For many, Medicine is a calling. I knew I wanted to be a doctor when in my early teens. This was reinforced by the fact that my father was a doctor who, sometimes, discussed his pathology cases at home. The depth and breadth of what he knew was breathtaking and who would not want to be so immersed in and knowledgeable of one’s profession.

Caring for patients can be, simultaneously at times, the most exhilarating, invigorating, edifying, heart warming or heart wrenching experience. At times it can be positively spiritual. It is also, on occasion, maddeningly frustrating and, sadly, the frustrating aspect has been progressively less due to difficult patient interactions and more and more due to the environment in which medicine is practiced.

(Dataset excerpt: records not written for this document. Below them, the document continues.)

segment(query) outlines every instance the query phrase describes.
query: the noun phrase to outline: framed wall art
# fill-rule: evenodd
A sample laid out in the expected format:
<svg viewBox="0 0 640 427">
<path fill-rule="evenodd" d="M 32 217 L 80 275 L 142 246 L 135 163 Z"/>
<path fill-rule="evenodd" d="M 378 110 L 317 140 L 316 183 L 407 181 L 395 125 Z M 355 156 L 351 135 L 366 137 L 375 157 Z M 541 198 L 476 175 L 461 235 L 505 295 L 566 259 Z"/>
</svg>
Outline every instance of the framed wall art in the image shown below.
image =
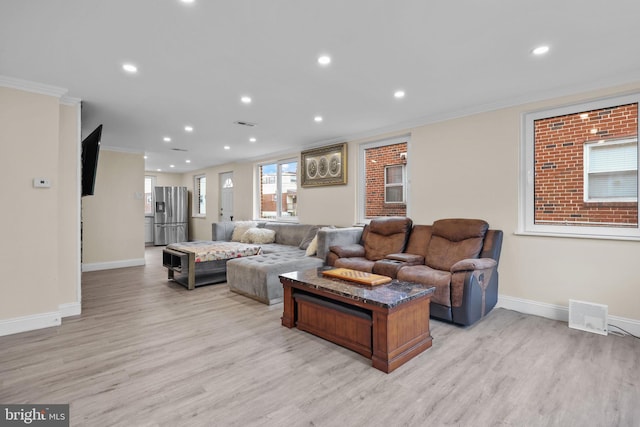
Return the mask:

I have said, and still believe that a doctor should love his or her patients. They become a part of the family and, just as with any family, there will occasionally be that difficult uncle or cousin who drives you mad. Nevertheless, he or she is still your relative and you love them nonetheless.

Forty years since receiving my degree, I have learned and experienced much more than I would have ever imagined, and a significant part of it has not been directly related to the narrow practice of medicine.

I am currently somewhat pessimistic about Medicine’s trajectory. I can see no fruitful remedy unless it comes from doctors and not the bureaucrats, big pharma and/or the government who currently hold the reins. Nevertheless, our patients continue to need us, probably more than ever, and this should be our guiding light.